The twin journeys of chronic pain and depression
For many who suffer depression, chronic pain is a frequent fellow traveler. As many as half of those with chronic pain or with neuropathic pain disorders, such as fibromyalgia, have depression as well.
That the two are so often bound together suggests a complex relationship, and the brain’s shared circuitry for social and physical pain may lie at its heart.
Depression and chronic pain are distinct but similar disorders. But both may arise from some faulty wiring in their shared neural circuitry, researchers say. In both disorders, pain continues long after some initial insult has healed, disappeared or moved on, and the experience of social rejection or physical pain persists, feeds on itself and becomes chronic. Both disorders often seem mysterious in that their origins are hard to pinpoint. And both signal their presence with a subtle but powerful physiological marker: systemic inflammation.
Genes, temperament or early experience — including childhood trauma, neglect or abuse — may each play a role in predisposing someone to both disorders. And both are sustained and worsened by hypersensitivity: Those with depression are far more likely than those without it to perceive rejection, as they tend to interpret social interactions in ways that conform to their low self-esteem; those with chronic pain have nerves, spinal cords and brains that are on high alert for any pain signals, and they send an outsized response when any such signal is detected.

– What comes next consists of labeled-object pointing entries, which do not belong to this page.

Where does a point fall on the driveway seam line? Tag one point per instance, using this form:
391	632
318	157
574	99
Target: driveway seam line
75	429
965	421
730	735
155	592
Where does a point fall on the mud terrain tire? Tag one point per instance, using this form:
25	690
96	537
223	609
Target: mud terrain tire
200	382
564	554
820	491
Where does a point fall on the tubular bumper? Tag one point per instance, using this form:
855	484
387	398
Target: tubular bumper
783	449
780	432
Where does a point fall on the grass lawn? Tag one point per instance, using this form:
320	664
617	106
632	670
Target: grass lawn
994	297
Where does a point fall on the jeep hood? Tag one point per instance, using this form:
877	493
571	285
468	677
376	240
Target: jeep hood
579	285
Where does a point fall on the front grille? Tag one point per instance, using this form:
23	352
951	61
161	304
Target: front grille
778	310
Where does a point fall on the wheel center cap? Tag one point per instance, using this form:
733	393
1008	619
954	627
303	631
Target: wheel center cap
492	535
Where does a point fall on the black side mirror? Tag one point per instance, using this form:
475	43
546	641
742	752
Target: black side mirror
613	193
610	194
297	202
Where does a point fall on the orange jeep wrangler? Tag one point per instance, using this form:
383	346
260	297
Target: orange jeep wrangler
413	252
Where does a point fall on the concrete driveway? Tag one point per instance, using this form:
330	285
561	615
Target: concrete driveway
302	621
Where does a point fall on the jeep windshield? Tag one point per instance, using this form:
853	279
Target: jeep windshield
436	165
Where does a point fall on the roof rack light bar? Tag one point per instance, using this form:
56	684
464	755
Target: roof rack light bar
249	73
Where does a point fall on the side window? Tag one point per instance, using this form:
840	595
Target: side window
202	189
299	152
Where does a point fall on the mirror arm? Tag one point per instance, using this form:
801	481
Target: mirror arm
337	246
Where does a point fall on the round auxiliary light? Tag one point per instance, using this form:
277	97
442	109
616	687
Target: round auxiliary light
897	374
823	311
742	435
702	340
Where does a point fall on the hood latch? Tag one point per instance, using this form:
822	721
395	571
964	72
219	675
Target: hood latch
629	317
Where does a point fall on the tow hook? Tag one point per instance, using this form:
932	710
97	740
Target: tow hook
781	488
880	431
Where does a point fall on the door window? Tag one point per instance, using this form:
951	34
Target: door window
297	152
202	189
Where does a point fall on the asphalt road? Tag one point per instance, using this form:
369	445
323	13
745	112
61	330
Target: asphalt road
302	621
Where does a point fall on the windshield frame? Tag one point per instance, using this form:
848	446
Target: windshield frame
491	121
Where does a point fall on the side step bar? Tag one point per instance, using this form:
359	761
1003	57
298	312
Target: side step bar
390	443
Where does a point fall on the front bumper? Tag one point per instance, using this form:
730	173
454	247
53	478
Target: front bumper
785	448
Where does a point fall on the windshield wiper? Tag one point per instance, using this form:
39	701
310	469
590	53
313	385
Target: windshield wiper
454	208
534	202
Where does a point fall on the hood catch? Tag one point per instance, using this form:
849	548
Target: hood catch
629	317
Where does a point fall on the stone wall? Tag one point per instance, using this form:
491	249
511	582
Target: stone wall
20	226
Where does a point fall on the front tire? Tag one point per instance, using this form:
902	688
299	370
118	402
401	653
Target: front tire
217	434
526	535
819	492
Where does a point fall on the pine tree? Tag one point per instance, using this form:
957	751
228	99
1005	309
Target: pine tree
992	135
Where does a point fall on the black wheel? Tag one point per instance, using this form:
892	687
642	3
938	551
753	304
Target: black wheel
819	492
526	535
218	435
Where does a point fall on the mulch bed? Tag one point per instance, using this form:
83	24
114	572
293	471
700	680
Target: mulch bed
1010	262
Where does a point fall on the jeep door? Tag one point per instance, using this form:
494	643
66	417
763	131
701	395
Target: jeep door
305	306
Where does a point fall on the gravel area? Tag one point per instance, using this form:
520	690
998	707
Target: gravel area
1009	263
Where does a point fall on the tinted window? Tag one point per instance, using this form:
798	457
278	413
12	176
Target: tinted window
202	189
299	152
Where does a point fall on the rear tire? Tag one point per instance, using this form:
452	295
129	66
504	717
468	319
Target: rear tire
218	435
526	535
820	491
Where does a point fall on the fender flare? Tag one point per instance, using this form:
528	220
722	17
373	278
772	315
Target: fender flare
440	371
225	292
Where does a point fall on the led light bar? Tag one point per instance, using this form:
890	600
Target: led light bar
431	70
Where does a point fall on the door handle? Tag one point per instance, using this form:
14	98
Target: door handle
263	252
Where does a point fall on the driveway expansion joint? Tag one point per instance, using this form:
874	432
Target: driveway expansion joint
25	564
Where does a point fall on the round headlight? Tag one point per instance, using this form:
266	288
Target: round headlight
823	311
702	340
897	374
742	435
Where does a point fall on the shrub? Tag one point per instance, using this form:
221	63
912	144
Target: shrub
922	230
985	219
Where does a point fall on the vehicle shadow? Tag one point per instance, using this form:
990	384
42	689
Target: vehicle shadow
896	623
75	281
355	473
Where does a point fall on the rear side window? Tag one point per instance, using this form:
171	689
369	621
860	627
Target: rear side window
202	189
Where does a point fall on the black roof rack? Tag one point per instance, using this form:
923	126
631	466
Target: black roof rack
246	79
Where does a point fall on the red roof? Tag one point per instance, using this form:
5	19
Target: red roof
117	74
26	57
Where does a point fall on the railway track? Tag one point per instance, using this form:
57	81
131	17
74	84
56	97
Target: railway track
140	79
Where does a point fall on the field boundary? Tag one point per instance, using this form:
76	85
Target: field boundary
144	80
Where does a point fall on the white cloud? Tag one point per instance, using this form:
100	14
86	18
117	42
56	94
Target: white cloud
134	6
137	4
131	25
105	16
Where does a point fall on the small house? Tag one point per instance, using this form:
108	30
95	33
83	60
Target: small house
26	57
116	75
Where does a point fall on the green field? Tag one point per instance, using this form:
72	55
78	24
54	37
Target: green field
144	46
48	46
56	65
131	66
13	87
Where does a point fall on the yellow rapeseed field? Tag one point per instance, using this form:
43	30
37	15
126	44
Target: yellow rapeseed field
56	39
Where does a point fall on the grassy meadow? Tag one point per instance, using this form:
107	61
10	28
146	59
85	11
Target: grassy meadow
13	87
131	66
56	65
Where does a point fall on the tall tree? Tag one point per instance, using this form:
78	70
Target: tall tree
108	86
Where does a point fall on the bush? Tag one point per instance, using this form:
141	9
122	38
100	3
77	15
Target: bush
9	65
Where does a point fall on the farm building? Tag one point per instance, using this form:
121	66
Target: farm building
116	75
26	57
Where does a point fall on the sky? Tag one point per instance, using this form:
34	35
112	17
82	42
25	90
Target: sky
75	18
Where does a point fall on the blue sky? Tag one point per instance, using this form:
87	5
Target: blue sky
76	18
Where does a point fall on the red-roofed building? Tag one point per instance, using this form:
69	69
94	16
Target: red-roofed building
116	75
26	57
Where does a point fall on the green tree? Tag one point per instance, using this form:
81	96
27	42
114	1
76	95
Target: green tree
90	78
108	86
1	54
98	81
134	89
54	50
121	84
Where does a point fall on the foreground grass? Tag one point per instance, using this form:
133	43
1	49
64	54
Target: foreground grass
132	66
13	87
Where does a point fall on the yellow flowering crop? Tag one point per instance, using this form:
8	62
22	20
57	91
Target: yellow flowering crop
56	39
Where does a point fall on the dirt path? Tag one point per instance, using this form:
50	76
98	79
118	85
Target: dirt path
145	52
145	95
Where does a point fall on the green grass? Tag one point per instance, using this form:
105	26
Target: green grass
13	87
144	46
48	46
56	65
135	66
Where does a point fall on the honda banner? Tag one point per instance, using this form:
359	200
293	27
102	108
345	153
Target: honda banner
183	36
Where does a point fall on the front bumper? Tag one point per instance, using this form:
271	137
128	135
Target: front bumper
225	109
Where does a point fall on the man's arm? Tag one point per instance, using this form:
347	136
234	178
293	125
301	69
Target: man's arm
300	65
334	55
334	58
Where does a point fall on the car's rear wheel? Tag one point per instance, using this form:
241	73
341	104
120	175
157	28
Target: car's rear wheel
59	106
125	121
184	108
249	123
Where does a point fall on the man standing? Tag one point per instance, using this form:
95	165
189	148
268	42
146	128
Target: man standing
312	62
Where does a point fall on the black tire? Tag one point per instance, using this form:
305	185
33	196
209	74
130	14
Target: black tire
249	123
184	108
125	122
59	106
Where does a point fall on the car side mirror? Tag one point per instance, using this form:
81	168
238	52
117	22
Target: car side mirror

Given the shared brain circuitry, some scientists suggest that depression’s emotional pain may get confused with signals of physical pain, effectively “tricking” someone with depression into experiencing chronic pain (or vice versa).
Or maybe the simplest explanation reigns: that when the nerve disturbance of chronic pain becomes entrenched, the sufferer’s preoccupation divides him (or her) from friends and family, interferes with the pleasure of his usual hobbies and prompts him to question whether he has done something to deserve his pain and isolation.
Perhaps, experts say, all of these possible links are at work.
University of Toronto psychologist Geoff MacDonald says that both depression and pain are often exacerbated by doctors’ skepticism and our own loved ones’ occasional unwillingness to acknowledge how crushing a burden psychic or physical pain can be.
When physicians are dismissive of diffuse and inexplicable pain symptoms, or family members wave off depression as a trumped-up case of the blues, patients feel more isolated and rejected. That, MacDonald says, “adds insult to injury.”